Principais destaques:
- Jornalistas especializados em tecnologia trocaram o Windows pelo Linux como sistema principal.
- A integração agressiva de agentes de IA no Windows 11 gerou incômodo e desconfiança.
- Avanços no desempenho de jogos tornaram o Linux uma alternativa viável para desktops gamers.
A relação entre profissionais de tecnologia e o sistema operacional da Microsoft parece estar passando por um momento de desgaste.
Nos últimos dias, pelo menos quatro jornalistas conhecidos relataram publicamente que abandonaram o Windows em favor do Linux, citando preocupações com inteligência artificial, estabilidade e controle do sistema.
Os relatos foram publicados entre 4 e 10 de janeiro e chamaram atenção por virem de nomes influentes da cobertura de tecnologia, indicando que a insatisfação não se limita a usuários comuns, mas também a quem acompanha de perto a evolução do setor.
A IA no centro do desgaste com o Windows
Um dos principais gatilhos para a mudança foi o anúncio da Microsoft de que pretende transformar o Windows 11 em um sistema operacional com agentes de IA integrados, incluindo a barra de tarefas.
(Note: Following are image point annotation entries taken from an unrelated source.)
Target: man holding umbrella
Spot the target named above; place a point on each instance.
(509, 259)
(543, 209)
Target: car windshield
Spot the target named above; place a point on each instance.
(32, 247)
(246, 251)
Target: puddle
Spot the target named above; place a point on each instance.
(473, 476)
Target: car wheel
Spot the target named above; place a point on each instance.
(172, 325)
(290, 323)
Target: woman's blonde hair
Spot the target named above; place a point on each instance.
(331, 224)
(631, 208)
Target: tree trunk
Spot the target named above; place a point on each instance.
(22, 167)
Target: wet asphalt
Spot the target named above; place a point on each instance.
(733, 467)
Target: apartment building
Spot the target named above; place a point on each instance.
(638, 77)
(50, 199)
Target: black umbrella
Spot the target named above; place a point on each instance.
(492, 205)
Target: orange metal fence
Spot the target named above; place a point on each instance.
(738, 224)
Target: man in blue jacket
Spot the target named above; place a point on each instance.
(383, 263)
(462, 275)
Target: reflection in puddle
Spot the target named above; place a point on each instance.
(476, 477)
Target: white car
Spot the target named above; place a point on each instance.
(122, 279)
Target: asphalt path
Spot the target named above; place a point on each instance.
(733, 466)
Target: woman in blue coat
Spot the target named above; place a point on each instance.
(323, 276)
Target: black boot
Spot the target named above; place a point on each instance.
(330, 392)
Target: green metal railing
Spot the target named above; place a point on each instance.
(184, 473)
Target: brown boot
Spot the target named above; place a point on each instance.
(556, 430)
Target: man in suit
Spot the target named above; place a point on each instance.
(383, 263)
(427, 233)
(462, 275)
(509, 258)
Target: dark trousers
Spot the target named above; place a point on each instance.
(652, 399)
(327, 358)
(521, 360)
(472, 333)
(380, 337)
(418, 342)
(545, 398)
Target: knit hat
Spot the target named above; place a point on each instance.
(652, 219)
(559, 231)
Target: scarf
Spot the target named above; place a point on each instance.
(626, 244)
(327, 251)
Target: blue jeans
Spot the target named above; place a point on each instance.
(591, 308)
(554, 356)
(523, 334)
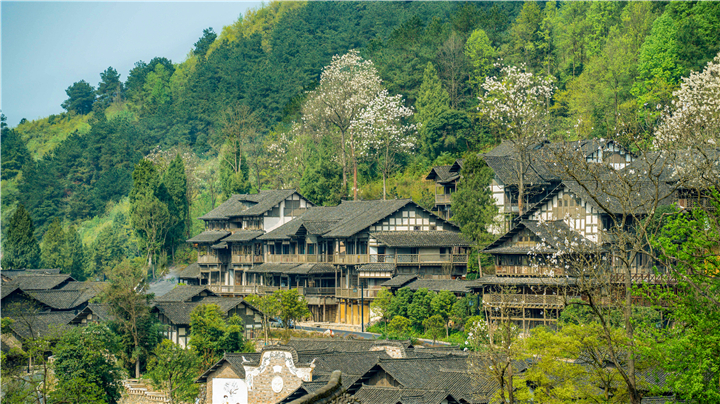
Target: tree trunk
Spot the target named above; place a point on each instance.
(342, 159)
(511, 393)
(352, 151)
(384, 187)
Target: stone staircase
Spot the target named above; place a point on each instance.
(140, 392)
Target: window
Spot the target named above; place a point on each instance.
(274, 212)
(291, 206)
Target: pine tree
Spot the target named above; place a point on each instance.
(176, 185)
(21, 248)
(14, 153)
(481, 54)
(76, 261)
(432, 102)
(53, 247)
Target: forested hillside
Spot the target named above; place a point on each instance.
(238, 110)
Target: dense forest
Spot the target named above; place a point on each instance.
(238, 112)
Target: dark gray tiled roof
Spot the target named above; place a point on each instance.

A proposta de um sistema mais “agêntico” gerou críticas relacionadas a privacidade, segurança e perda de controle por parte do usuário.
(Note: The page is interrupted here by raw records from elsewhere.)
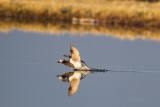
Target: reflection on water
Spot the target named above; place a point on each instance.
(120, 32)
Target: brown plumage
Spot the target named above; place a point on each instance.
(74, 60)
(75, 53)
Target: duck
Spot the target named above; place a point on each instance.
(74, 61)
(73, 78)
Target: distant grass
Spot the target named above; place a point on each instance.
(129, 33)
(121, 13)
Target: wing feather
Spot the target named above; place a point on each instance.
(75, 53)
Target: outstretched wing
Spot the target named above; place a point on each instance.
(73, 86)
(74, 53)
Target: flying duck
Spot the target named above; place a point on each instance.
(74, 60)
(73, 78)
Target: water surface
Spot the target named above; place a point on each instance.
(28, 70)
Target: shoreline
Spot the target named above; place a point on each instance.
(127, 13)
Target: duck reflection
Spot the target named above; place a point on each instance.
(80, 70)
(74, 78)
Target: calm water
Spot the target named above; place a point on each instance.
(28, 71)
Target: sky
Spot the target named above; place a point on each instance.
(28, 71)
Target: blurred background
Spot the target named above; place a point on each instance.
(118, 35)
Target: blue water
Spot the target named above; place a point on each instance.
(28, 71)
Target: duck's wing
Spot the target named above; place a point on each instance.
(74, 53)
(73, 86)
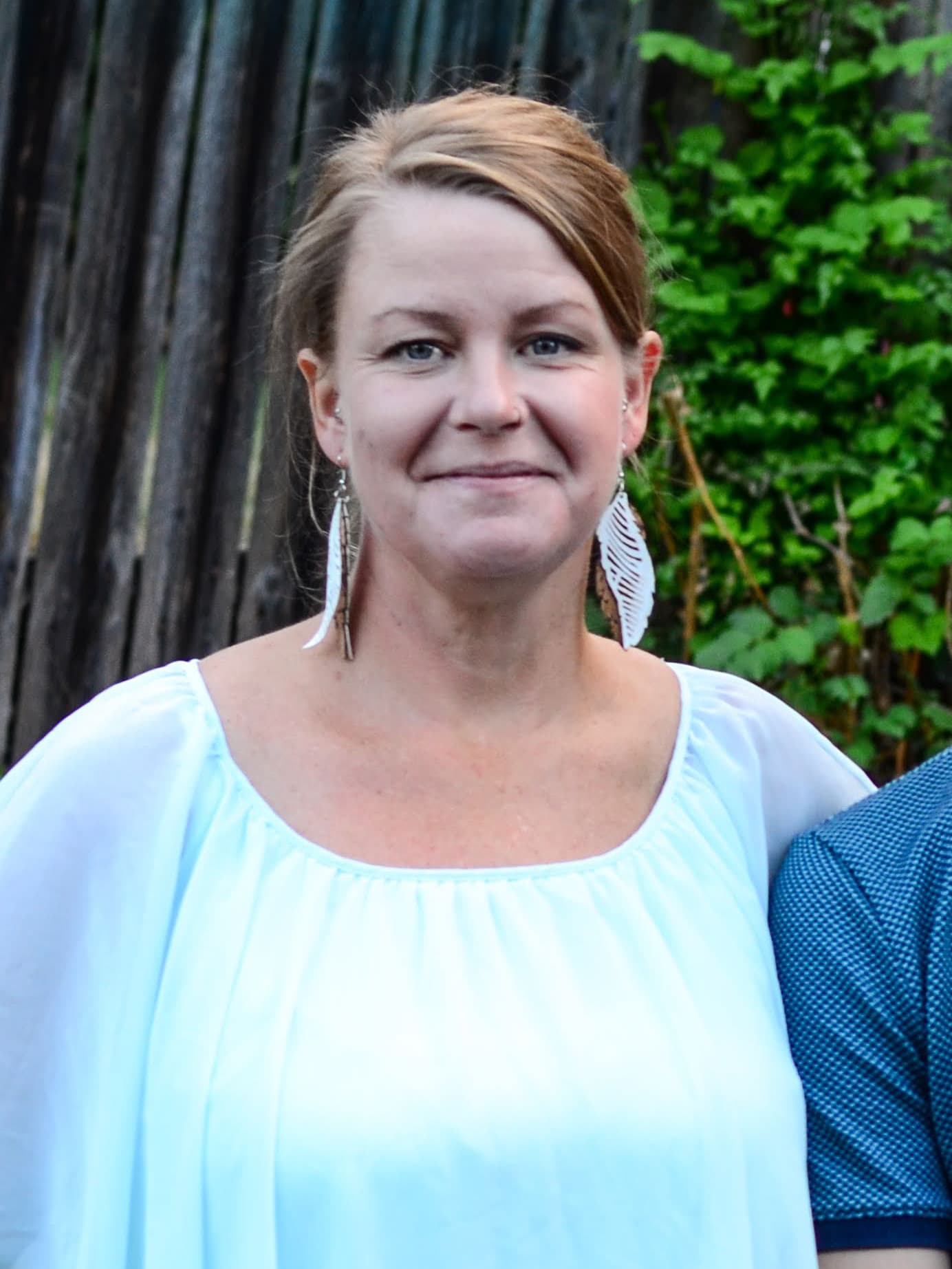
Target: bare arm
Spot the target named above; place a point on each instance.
(891, 1258)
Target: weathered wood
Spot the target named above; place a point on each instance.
(282, 69)
(625, 107)
(405, 47)
(429, 57)
(596, 32)
(533, 47)
(80, 605)
(9, 43)
(282, 79)
(270, 594)
(499, 23)
(192, 429)
(43, 142)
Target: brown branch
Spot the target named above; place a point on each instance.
(838, 550)
(677, 410)
(693, 583)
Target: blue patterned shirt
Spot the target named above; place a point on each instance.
(862, 922)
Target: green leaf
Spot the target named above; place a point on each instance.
(698, 147)
(845, 73)
(755, 622)
(938, 716)
(707, 63)
(911, 56)
(682, 294)
(797, 644)
(909, 632)
(880, 599)
(896, 722)
(786, 603)
(909, 533)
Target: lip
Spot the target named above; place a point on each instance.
(490, 471)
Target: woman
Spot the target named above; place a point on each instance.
(442, 940)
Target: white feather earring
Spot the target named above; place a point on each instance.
(336, 590)
(625, 576)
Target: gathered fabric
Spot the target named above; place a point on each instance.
(224, 1046)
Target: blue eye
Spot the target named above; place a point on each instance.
(420, 351)
(551, 345)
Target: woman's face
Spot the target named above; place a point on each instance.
(477, 387)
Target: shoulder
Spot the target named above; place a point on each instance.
(896, 844)
(916, 807)
(115, 758)
(767, 759)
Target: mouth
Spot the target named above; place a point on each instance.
(490, 473)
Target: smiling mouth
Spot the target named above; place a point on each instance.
(490, 471)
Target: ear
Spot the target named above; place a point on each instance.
(323, 398)
(640, 369)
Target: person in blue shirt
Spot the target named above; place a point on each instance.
(861, 915)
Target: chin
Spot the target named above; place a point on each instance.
(499, 557)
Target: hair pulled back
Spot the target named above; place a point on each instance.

Nathan Edwards, editor sênior de reviews do The Verge, afirmou que simplesmente se cansou da direção que o Windows vem tomando. Para ele, a presença constante de recursos de IA, somada a notificações, publicidade e decisões automáticas do sistema, criou um ambiente menos previsível e confortável para o uso diário.
A própria Microsoft reconheceu em documentos de suporte que agentes de IA podem introduzir novos riscos de segurança, como ações não intencionais e até exfiltração de dados, o que reforçou a cautela entre usuários mais técnicos.
Jogos deixam de ser obstáculo no Linux
Outro fator decisivo para a migração foi a evolução do Linux no universo dos jogos. Edwards optou pelo CachyOS, uma distribuição baseada em Arch, e conseguiu rodar títulos modernos com bom desempenho usando o Proton, camada de compatibilidade mantida pela Valve.
Um colaborador da revista The Escapist relatou taxas de até 144 quadros por segundo em jogos recentes, mesmo utilizando hardware da Nvidia. A experiência positiva contrasta com a antiga percepção de que o Linux não era adequado para gamers.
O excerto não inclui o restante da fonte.